Sabonana Transkei

     This last week passed slowly and heavily with the weight of this morning’s departure ever present in my mind. We left the Haven, our home for the past 2 and a half months, in the early African dawn that peeked shyly through the trailing rain clouds. Our journey from this point will take us back along the coastal route of the N2, through the folded mountains and the tumultuous landscape, through the profound scenery and mosaic terrain that is South Africa, all the way back to Cape Town. This is not a journey out of Africa, however, and certainly not a trip back to the US only to leave this place behind. At this point, such a feat would be impossible. Instead, this is a progression (not a regression) throughout the continually unfolding contingency of my life. I cannot leave this place behind--parts of myself are held in the waters and soils and the woods and the people that I have seen and known and made a home with for the past months of my life. Regardless, the upcoming week still holds many adventures before we actually leave and many more stories to be told.

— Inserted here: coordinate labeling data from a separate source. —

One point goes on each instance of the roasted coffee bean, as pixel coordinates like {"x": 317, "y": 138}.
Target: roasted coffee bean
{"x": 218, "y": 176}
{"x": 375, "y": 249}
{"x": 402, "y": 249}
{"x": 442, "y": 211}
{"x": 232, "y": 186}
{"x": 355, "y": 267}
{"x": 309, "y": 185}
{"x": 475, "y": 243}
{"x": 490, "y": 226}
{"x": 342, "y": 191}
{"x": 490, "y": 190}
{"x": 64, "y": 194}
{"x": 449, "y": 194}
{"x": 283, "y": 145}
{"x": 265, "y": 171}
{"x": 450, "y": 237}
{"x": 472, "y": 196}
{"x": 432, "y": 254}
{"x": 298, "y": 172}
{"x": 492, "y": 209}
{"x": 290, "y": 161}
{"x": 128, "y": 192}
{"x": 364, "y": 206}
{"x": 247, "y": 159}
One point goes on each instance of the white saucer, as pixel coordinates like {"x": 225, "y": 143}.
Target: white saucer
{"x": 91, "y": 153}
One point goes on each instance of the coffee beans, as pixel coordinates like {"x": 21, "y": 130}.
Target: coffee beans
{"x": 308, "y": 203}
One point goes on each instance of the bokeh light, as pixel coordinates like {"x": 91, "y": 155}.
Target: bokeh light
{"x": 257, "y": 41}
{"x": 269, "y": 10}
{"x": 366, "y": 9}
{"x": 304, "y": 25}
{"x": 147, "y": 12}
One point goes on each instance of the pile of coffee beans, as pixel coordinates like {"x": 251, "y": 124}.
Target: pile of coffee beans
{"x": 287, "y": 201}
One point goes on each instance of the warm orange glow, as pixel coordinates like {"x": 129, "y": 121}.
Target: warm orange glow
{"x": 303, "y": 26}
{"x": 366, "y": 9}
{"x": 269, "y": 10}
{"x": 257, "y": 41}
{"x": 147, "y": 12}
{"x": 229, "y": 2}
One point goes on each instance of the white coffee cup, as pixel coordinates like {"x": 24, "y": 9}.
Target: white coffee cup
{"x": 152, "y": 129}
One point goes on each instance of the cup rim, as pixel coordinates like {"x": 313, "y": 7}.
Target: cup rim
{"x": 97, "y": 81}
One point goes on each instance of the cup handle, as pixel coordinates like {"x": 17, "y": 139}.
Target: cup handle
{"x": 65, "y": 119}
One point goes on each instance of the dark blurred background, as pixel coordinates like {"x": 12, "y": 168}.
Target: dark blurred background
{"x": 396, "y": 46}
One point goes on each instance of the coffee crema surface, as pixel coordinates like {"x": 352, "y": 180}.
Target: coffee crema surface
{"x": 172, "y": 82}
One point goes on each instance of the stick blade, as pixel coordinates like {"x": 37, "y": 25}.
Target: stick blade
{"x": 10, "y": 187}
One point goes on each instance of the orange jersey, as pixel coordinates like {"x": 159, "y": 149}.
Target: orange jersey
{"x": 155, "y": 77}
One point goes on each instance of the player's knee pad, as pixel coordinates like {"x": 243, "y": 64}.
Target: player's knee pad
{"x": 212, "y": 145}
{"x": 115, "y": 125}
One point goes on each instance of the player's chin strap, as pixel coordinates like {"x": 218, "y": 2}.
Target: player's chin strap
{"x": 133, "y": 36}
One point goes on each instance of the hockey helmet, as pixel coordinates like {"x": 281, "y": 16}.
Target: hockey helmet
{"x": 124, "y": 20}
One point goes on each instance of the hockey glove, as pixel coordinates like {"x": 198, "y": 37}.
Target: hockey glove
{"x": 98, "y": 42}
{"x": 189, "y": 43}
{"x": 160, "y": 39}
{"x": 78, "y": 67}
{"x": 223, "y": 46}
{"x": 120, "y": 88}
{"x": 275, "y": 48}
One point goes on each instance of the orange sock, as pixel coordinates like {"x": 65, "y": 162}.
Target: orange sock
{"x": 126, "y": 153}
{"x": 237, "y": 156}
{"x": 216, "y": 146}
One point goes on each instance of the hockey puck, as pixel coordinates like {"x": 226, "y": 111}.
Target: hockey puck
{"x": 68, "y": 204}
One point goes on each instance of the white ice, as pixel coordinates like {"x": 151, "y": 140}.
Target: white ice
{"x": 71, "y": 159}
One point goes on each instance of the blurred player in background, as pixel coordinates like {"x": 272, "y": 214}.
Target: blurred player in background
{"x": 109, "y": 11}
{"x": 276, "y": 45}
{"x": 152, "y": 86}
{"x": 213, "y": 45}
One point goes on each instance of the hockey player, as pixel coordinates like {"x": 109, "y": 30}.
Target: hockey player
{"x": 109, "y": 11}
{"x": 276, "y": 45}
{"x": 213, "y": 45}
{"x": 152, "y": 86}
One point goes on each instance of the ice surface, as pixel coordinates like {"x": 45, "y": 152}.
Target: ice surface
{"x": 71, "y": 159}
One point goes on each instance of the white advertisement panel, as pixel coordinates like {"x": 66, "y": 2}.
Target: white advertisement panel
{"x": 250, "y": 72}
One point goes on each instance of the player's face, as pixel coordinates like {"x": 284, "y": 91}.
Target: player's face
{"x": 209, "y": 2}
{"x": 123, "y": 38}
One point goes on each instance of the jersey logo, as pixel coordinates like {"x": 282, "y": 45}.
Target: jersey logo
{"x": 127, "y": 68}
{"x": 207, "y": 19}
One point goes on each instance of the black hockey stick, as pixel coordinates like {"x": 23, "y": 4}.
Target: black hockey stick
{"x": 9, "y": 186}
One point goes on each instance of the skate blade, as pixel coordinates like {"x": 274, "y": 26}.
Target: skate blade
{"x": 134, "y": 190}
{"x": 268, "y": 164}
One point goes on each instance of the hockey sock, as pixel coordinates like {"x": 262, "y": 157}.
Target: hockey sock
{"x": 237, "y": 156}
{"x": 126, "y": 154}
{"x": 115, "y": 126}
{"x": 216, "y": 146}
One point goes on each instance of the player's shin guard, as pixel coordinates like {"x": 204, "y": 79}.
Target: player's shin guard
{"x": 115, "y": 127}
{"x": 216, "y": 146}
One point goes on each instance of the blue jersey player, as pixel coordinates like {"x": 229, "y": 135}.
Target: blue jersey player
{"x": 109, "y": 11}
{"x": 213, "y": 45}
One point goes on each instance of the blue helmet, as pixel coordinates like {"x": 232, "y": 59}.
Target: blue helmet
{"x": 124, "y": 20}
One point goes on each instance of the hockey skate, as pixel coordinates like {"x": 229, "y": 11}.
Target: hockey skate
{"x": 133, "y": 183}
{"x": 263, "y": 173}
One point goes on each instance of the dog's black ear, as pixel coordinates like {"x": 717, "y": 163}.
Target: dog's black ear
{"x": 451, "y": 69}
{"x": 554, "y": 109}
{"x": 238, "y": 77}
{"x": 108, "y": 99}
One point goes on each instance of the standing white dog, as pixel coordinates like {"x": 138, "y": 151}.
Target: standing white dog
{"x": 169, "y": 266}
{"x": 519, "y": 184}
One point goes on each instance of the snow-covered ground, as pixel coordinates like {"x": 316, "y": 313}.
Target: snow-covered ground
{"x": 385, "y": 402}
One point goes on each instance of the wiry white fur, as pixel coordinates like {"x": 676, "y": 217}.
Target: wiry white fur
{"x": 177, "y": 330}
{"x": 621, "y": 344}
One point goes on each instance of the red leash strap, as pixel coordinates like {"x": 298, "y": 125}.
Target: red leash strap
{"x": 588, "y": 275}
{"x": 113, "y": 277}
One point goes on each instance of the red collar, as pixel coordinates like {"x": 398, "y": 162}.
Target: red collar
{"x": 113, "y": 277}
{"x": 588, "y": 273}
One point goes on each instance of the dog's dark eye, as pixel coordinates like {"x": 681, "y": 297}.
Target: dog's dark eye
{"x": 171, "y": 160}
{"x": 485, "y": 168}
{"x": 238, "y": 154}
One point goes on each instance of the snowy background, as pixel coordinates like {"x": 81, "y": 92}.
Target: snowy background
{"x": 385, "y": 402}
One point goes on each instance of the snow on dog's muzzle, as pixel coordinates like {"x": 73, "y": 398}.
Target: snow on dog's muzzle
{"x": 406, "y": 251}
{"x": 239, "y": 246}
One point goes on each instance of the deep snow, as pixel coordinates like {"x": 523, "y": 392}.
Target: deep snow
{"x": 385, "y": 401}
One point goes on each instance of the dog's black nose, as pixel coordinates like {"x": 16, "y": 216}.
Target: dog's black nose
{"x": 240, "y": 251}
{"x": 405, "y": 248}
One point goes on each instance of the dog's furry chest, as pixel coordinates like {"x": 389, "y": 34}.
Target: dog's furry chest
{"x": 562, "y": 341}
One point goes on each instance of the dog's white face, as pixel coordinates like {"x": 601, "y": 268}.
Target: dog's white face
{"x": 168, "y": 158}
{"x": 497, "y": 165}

    Before leaving the Wild Coast and bidding a final goodbye to the Transkei, we made a serious point of making our farewell fittingly epic. After a few nights of “borrowing” canoes for nighttime river adventures and failed ocean excursions, after morning sunrises from the lighthouse, after bonfires and music and singing Xhosa songs on the beach, after fishing and tagging sharks in a storm, after crossing shark and crocodile infested rivers, after rum and local brews and dancing, we drove out through the same rolling hills and along the same dirt roads that had once taken us to this unfamiliar place. We now leave it as a home away from home, sometimes maybe even a home in its own right, with friends and people and stories and memories that will stay with us forever. To my new friends, I wish you all the love and happiness in the world. See you in time, surely, but not soon enough.
    This afternoon, we arrived just outside Ado Elephant Park, a national park on the southern coast that prides itself on housing the “Big 5” (that is white rhino, lion, jaguar, cape buffalo and of course, elephant) as well as a coastline with great whites and whales. Tomorrow, it is early morning and late night game drives through the park and relaxing in the beautiful aura of nature that has, at this point in human history, become exclusively confined to demarcated areas and national parks.